On 03/13/2015 10:25 AM, Peter Krempa wrote:
Surprisingly we did not grab a VM job when a block job finished and we'd happily rewrite the backing chain data. This made it possible to crash libvirt when queueing two backing chains tightly and other badness.
My fault for violating the rule of 'no VM modifications without a job'. Thanks for finding and fixing this.
To fix it, add yet another handler to the helper thread that handles monitor events that require a job. --- src/qemu/qemu_domain.h | 2 + src/qemu/qemu_driver.c | 142 ++++++++++++++++++++++++++++++++++++++++++++++++ src/qemu/qemu_process.c | 129 ++++++++----------------------------------- 3 files changed, 168 insertions(+), 105 deletions(-)
+processBlockJobEvent(virQEMUDriverPtr driver, + virDomainObjPtr vm, + char *diskAlias, + int type, + int status) +{ + virObjectEventPtr event = NULL; + virObjectEventPtr event2 = NULL; + const char *path; + virDomainDiskDefPtr disk; + virQEMUDriverConfigPtr cfg = virQEMUDriverGetConfig(driver); + virDomainDiskDefPtr persistDisk = NULL; + bool save = false; + + if (qemuDomainObjBeginJob(driver, vm, QEMU_JOB_MODIFY) < 0) + goto cleanup; + + if (!virDomainObjIsActive(vm)) { + VIR_DEBUG("Domain is not running"); + goto endjob; + }
Hmm. I suspect we could hit the situation where the pivot after active block commit or block copy happens just before the guest quits, and thus where we fail to update the XML to record that the pivot happened and instead leave the XML in its old state. Probably not the end of the world (at that point, the amount of work done by the guest after pivot is not much, so restarting the guest from the unpivoted disk is hopefully not inconsistent); except that a guest shutting down might make the small modification of marking a file system clean that turns out to have a large impact on how the guest next starts if it starts from the wrong disk. I don't know if we can do any better, and at a minimum this is a strict improvement over what we had before, so I'm not going to reject the patch because of it, but it is food for thought. [Actually, we probably need the notion of persistent bitmaps, which looks like it might hit qemu 2.4, before we can guarantee that we KNOW when a pivot job completed or failed, and thus always update the XML correctly, based on the state of the persistent bitmap file]
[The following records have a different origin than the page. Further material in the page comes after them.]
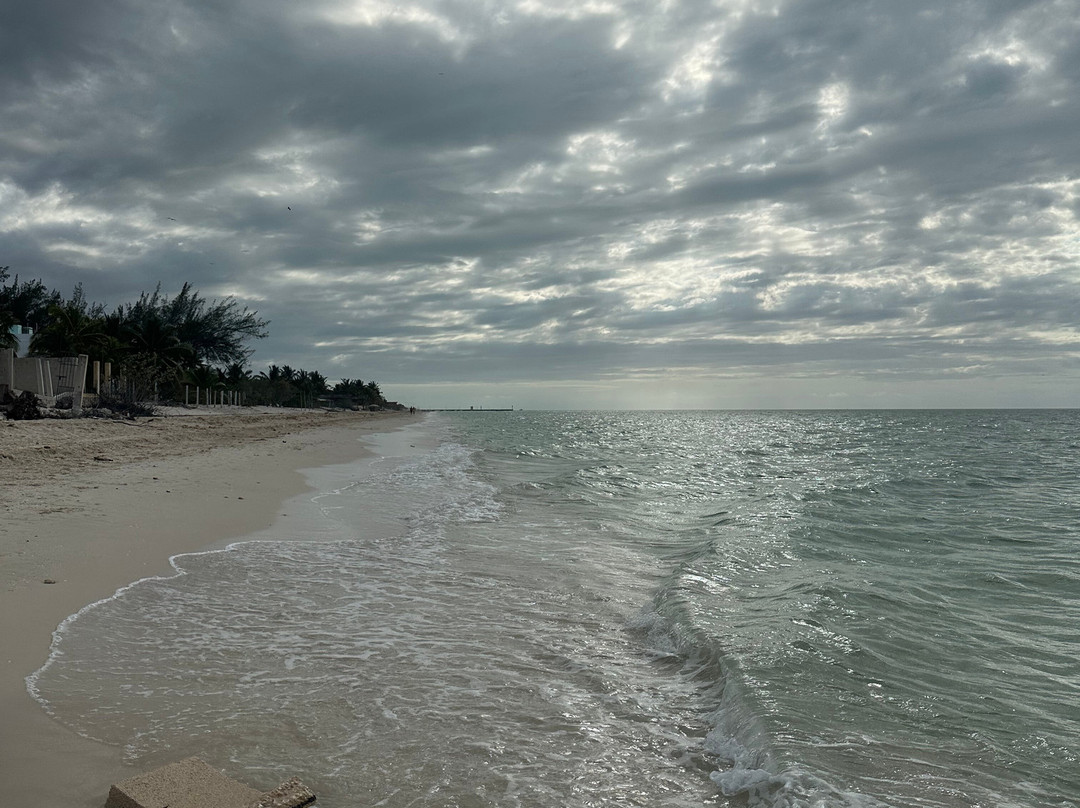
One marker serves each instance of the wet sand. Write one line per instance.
(89, 506)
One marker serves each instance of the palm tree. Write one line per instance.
(73, 327)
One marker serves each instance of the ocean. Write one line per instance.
(775, 609)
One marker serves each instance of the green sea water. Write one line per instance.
(766, 608)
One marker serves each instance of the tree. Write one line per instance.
(216, 330)
(75, 326)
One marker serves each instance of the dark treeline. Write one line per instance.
(159, 344)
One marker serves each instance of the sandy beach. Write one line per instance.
(89, 506)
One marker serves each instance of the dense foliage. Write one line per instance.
(167, 347)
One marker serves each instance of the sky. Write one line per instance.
(572, 203)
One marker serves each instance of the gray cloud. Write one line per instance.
(495, 193)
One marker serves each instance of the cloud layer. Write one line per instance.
(864, 201)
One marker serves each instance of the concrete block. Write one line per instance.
(289, 794)
(189, 783)
(192, 783)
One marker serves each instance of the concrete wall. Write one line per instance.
(44, 377)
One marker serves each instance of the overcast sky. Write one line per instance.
(572, 203)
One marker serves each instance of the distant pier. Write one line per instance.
(468, 409)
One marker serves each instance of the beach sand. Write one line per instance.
(89, 506)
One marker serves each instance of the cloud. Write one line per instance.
(500, 192)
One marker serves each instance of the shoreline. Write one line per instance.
(175, 485)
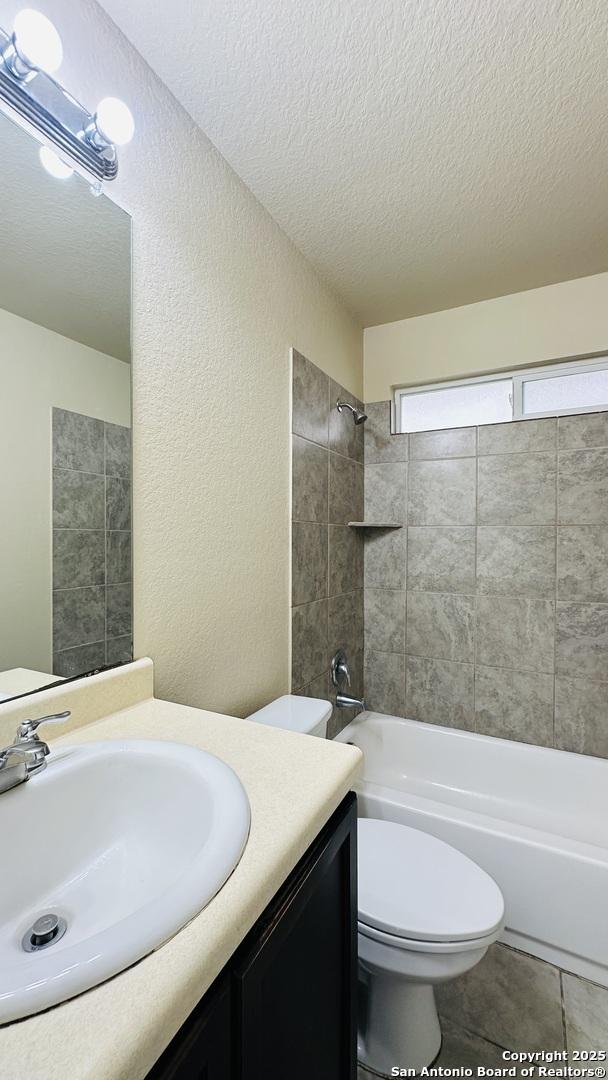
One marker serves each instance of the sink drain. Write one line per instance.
(45, 931)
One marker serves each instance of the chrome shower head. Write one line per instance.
(357, 415)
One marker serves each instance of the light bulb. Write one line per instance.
(37, 40)
(54, 164)
(115, 121)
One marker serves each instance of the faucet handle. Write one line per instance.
(339, 670)
(27, 728)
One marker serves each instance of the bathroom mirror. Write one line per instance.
(65, 424)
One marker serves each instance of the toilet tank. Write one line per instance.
(294, 713)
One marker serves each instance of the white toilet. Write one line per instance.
(307, 715)
(427, 914)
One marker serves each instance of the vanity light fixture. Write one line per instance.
(72, 138)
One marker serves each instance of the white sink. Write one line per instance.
(125, 841)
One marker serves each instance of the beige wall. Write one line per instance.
(219, 296)
(40, 369)
(542, 324)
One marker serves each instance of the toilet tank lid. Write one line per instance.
(294, 713)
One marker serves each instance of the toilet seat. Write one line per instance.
(416, 891)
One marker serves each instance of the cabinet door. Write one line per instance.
(295, 983)
(202, 1049)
virObjectLock(vm); - disk = qemuProcessFindDomainDiskByAlias(vm, diskAlias);
- if (disk) {
The old code was locking the VM, but modifying without a job.
+ processEvent->eventType = QEMU_PROCESS_EVENT_BLOCK_JOB; + if (VIR_STRDUP(data, diskAlias) < 0) + goto error; + processEvent->data = data; + processEvent->vm = vm; + processEvent->action = type; + processEvent->status = status;
- case VIR_DOMAIN_BLOCK_JOB_LAST: - break; - } + virObjectRef(vm); + if (virThreadPoolSendJob(driver->workerPool, 0, processEvent) < 0) { + ignore_value(virObjectUnref(vm)); + goto error;
The new code is now throwing things over the fence to a helper thread, so that blocking while waiting for the job is no longer holding up monitor interactions. Looks correct to me. ACK. -- Eric Blake eblake redhat com +1-919-301-3266 Libvirt virtualization library http://libvirt.org

On Fri, 13 Mar 2015, Peter Krempa wrote:
Surprisingly we did not grab a VM job when a block job finished and we'd happily rewrite the backing chain data. This made it possible to crash libvirt when queueing two backing chains tightly and other badness.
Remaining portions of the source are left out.